For those persons involved in fire prevention, the fire triangle is the starting point for any approach to protection or prevention. However, barely two decades ago, a fire was tackled from the perspective of limiting the probability of ignition, separating the fuel from the comburent through dust, foams, gas or water or saturating the rooms with inert gases.
There is actually another approach to prevention: reducing oxygen below a threshold that does not allow combustion to sustain itself. The theory is simple, and was known since Lavoisier, at the end of the 18th century, discovered the role of oxygen in combustion processes. However, the development required not only theoretical concepts but technologies, materials and management techniques that have only recently become available.

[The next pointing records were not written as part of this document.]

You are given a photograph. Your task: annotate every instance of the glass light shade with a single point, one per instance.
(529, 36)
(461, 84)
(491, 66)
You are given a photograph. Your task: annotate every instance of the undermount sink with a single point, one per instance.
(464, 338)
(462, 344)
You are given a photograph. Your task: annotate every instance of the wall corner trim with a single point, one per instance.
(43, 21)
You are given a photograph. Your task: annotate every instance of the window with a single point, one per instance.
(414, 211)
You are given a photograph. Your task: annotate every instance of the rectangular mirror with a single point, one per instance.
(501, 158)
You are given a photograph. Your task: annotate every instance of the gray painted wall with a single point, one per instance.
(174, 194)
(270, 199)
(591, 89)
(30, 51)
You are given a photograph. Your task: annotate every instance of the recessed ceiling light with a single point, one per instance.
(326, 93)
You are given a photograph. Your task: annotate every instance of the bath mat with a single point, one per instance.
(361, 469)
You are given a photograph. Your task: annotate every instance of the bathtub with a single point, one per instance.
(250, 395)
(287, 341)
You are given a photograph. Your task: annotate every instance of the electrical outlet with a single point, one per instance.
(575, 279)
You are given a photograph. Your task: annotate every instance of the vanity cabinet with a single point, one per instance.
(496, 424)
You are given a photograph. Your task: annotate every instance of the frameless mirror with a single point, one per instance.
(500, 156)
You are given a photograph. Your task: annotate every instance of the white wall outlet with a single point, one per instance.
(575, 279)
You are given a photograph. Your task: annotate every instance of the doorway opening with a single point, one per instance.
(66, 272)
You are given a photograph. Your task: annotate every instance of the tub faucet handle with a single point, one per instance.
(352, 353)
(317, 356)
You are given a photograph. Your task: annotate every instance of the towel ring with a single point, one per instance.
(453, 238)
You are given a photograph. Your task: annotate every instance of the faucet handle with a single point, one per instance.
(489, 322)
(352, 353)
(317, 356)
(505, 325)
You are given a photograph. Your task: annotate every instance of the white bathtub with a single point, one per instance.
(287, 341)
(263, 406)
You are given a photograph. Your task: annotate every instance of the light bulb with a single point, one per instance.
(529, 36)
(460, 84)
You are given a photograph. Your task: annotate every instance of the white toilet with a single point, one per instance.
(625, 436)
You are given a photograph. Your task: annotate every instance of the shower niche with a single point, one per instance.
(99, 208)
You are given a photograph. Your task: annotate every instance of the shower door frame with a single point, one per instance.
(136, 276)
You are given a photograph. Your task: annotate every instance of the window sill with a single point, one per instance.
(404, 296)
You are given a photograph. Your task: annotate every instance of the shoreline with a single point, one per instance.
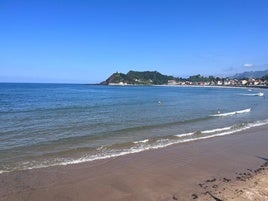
(171, 173)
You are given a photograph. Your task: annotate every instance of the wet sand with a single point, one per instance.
(217, 168)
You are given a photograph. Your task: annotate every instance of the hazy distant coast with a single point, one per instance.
(156, 78)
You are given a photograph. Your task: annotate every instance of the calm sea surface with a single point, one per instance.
(56, 124)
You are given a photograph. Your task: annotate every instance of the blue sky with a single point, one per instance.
(86, 41)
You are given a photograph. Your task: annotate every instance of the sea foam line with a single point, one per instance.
(162, 143)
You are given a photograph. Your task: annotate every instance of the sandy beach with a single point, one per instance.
(231, 167)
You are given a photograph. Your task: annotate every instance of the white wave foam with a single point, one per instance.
(231, 113)
(141, 141)
(185, 134)
(158, 144)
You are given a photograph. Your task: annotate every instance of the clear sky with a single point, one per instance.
(86, 41)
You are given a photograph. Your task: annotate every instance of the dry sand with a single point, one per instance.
(223, 168)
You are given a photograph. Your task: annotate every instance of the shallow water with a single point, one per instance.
(51, 124)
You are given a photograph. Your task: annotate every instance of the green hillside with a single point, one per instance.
(136, 77)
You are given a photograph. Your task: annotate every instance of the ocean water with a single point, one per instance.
(44, 125)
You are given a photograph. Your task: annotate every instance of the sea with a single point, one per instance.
(43, 125)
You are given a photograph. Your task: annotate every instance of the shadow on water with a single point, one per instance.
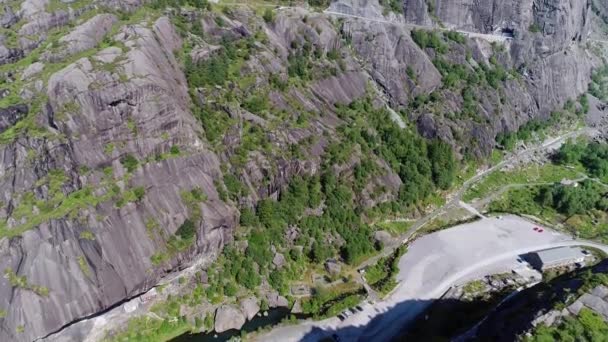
(274, 317)
(420, 320)
(446, 319)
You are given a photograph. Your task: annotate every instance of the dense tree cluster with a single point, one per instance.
(526, 131)
(421, 165)
(571, 200)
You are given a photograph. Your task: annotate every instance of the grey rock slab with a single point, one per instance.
(250, 307)
(228, 317)
(32, 70)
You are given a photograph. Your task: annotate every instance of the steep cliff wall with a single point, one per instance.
(103, 157)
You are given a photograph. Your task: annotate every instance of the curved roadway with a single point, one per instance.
(432, 265)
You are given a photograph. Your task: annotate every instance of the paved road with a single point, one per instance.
(432, 265)
(455, 199)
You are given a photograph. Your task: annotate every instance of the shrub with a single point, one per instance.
(129, 162)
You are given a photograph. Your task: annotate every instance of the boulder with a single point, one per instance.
(250, 307)
(278, 260)
(32, 70)
(297, 307)
(332, 267)
(276, 301)
(383, 237)
(11, 115)
(228, 317)
(204, 277)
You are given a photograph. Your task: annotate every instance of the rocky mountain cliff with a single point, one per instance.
(111, 149)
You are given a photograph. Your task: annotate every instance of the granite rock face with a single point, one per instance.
(105, 125)
(228, 317)
(90, 261)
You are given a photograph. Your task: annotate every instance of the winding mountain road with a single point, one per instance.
(433, 264)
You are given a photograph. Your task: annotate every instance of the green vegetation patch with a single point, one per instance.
(381, 276)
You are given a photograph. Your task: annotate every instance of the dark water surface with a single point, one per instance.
(274, 317)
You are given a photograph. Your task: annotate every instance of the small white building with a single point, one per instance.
(556, 257)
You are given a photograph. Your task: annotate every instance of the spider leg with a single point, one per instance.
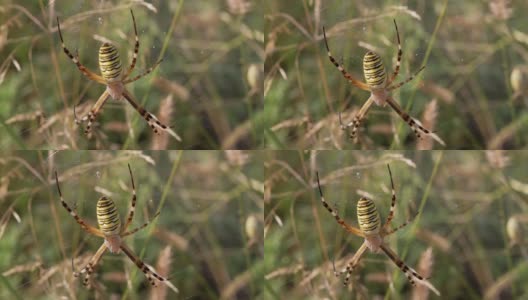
(358, 118)
(92, 114)
(398, 85)
(91, 75)
(153, 122)
(127, 233)
(340, 67)
(352, 264)
(413, 123)
(398, 228)
(393, 202)
(411, 274)
(87, 227)
(89, 268)
(136, 49)
(133, 205)
(347, 227)
(397, 69)
(143, 74)
(149, 273)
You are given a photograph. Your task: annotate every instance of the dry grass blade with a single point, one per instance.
(425, 266)
(160, 141)
(163, 267)
(239, 282)
(429, 120)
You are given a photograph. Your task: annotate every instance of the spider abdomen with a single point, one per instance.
(108, 217)
(374, 70)
(368, 217)
(110, 62)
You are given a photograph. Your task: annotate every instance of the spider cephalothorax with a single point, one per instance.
(380, 87)
(112, 231)
(115, 79)
(371, 229)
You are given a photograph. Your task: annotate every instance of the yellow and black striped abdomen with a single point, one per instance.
(110, 62)
(374, 70)
(108, 217)
(368, 217)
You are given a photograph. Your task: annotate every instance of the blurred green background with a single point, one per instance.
(207, 239)
(208, 87)
(473, 91)
(470, 209)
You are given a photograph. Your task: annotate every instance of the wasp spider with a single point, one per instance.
(371, 229)
(113, 232)
(115, 79)
(380, 87)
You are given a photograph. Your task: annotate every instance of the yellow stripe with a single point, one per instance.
(374, 70)
(107, 216)
(109, 62)
(368, 217)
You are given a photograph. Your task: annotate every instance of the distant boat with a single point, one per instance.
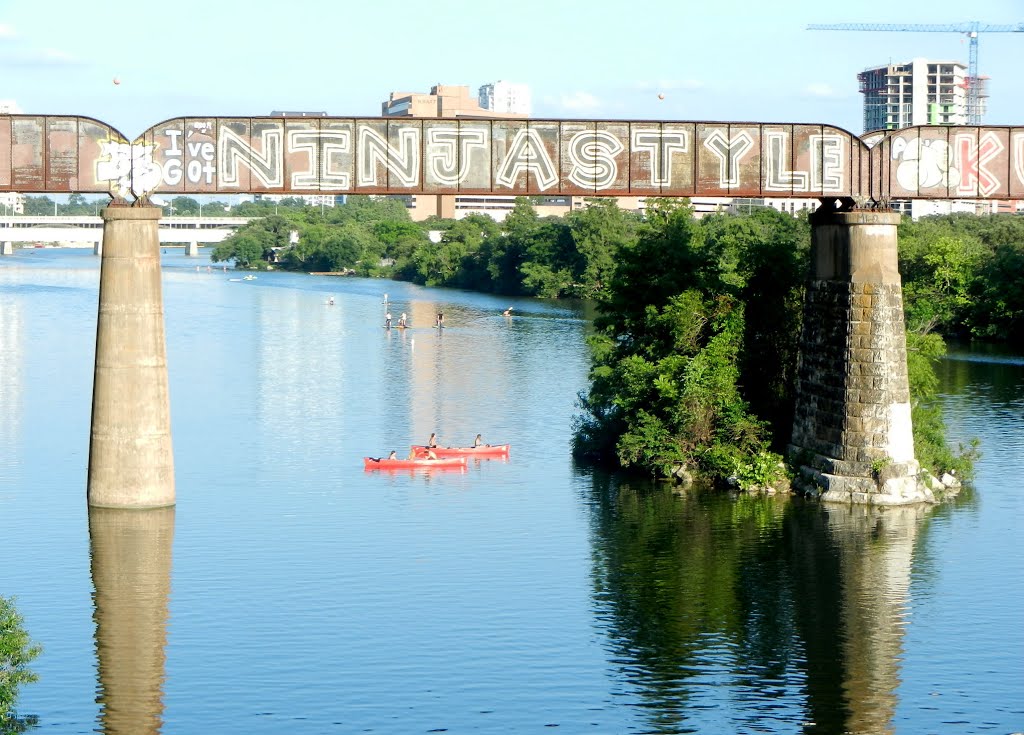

In particular it was in Germany, in the 2000s, that the ignition thresholds for the different materials finally began to be identified. A substantial difference between caution and prevention is that the second must act continuously. Maintaining a constant hypoxic atmosphere in an environment, i.e. one in which oxygen does not exceed 15% of the mixture, requires many aspects to be addressed simultaneously.
Firstly, it is necessary to have devices that act on the gases present, segregating some and increasing the concentration of others; in turn these systems must be guided by analysis and continuous control of the air parameters. But this is not enough; building waterproofing techniques are required for the premises together with air exchange systems that allow "perimeter control".